Biochemistry & Molecular Biology

What is Biochemistry-Molecular Biology?

A common concern for the life and composition of the cell brings biologists and chemists together in the field of biochemistry-molecular biology. The vast and complex array of chemical reactions occurring in living matter and the chemical composition of the cell are the primary concerns of the biochemist. Life processes occurring at the molecular level, including the storage and transfer of genetic information and the interactions between cells and the viruses that infect them, are the investigatory concerns of the molecular biologist.

Throughout the Biochemistry-Molecular Biology program, students encounter and work with the sophisticated techniques and equipment that allow them to penetrate what one scientist refers to as "the boundaries between what we know and what we do not know, between our current understanding and what we are seeking to understand." At UCSB, students learn not only in the classroom, but also in the laboratory. There they actively engage in research with faculty and routinely interact with graduate students and postdoctoral research fellows. A continuing series of seminars conducted by outside researchers, as well as seminars on advanced topics conducted by department faculty, supplement the curriculum.

General Major Information

How Can I Tell I Would Like Biochemistry-Molecular Biology?

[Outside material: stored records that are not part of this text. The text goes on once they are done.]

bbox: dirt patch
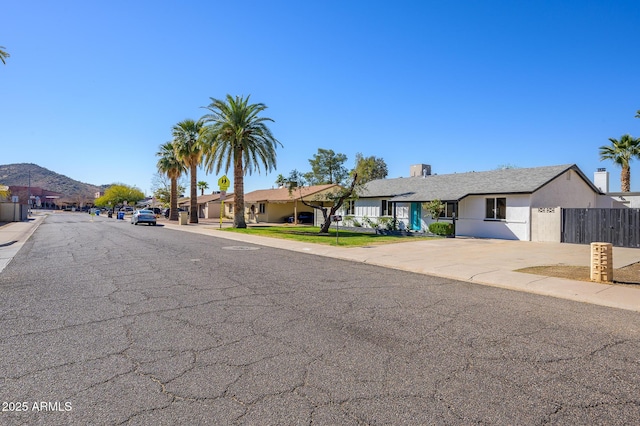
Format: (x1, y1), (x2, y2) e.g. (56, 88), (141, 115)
(516, 262), (640, 286)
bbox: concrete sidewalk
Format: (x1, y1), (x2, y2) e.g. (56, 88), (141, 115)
(0, 215), (640, 312)
(160, 220), (640, 312)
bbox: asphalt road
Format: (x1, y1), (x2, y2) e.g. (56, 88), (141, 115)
(0, 213), (640, 425)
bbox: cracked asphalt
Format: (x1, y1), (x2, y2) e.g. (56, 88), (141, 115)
(0, 213), (640, 425)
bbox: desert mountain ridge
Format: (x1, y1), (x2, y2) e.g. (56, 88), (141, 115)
(0, 163), (109, 198)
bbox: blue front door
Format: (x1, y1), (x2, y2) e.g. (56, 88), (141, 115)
(411, 203), (422, 231)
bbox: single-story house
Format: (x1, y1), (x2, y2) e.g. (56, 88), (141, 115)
(178, 191), (233, 219)
(244, 184), (341, 225)
(348, 164), (616, 241)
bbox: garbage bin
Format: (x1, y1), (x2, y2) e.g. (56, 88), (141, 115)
(178, 212), (189, 225)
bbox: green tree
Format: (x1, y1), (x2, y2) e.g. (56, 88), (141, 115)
(198, 180), (209, 195)
(304, 148), (349, 185)
(94, 183), (144, 209)
(600, 134), (640, 192)
(0, 46), (11, 64)
(202, 95), (282, 228)
(172, 119), (208, 223)
(156, 142), (186, 220)
(296, 172), (361, 234)
(354, 153), (389, 184)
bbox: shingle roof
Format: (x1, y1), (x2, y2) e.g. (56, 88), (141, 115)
(244, 184), (339, 203)
(359, 164), (599, 202)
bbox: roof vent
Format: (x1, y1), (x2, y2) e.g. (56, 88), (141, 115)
(409, 164), (431, 177)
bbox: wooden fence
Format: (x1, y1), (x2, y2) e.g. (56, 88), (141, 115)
(562, 208), (640, 248)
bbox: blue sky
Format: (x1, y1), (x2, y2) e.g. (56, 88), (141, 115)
(0, 0), (640, 194)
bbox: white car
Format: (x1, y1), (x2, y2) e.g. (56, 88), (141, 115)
(131, 210), (156, 226)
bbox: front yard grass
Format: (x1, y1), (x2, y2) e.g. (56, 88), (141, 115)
(221, 226), (439, 247)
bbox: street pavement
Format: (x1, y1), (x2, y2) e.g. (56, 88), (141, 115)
(0, 212), (640, 312)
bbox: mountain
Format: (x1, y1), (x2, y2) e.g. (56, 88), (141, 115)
(0, 163), (105, 198)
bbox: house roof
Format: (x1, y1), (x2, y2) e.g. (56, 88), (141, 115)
(244, 184), (340, 203)
(178, 192), (233, 205)
(359, 164), (600, 202)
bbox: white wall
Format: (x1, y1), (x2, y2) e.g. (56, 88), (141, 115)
(531, 170), (598, 208)
(456, 194), (531, 241)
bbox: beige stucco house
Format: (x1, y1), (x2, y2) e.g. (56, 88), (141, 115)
(244, 184), (341, 225)
(358, 164), (610, 241)
(178, 192), (233, 219)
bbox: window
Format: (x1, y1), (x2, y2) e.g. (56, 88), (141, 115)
(380, 200), (393, 216)
(485, 198), (507, 220)
(344, 200), (356, 215)
(440, 201), (456, 218)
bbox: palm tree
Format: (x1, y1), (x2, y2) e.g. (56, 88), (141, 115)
(156, 142), (186, 220)
(600, 135), (640, 192)
(0, 46), (11, 64)
(202, 95), (282, 228)
(198, 180), (209, 195)
(172, 119), (207, 223)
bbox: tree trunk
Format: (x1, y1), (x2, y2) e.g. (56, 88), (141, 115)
(233, 151), (247, 228)
(620, 164), (631, 192)
(169, 178), (178, 220)
(189, 164), (198, 223)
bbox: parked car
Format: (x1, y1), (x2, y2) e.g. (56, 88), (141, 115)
(287, 212), (313, 223)
(131, 210), (156, 226)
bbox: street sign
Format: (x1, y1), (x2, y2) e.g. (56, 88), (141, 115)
(218, 175), (229, 191)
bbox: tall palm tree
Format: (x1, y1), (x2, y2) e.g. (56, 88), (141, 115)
(0, 46), (11, 64)
(202, 95), (282, 228)
(172, 119), (207, 223)
(600, 135), (640, 192)
(156, 142), (186, 220)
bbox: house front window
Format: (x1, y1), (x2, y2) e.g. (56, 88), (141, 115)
(344, 200), (356, 215)
(439, 201), (456, 219)
(380, 200), (393, 216)
(485, 198), (507, 220)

Biochemistry and molecular biology are sub-disciplines within the larger, more general area of biological sciences. The study of biochemistry and molecular biology requires that students be genuinely interested and able to perform successfully in the "quantitative" sciences and that they have acquired a solid foundation in biology, chemistry, mathematics, and physics.

What Are Potential Topics Within This Major?

Although the following list can provide students with topics that may be covered in this major, look at the UCSB catalog and consult with the Undergraduate Department Advisor for more detailed information about requirements and course offerings.

  • Biophysical Chemistry
  • Cell Biology
  • Pharmacology
  • Microbiology
  • Bacterial Pathogenesis
  • Animal Biology
  • Oncongenesis
  • Medical Immunology
  • Recombinant DNA Methods
  • Post-Translational Protein Processing
  • Neurobiology
  • Enzymes
  • Drug Design
  • The RNA World

To learn more about whether you might enjoy this major, check with a peer in the Career Resource Room for details on:

- Focus 2 to explore college majors and careers.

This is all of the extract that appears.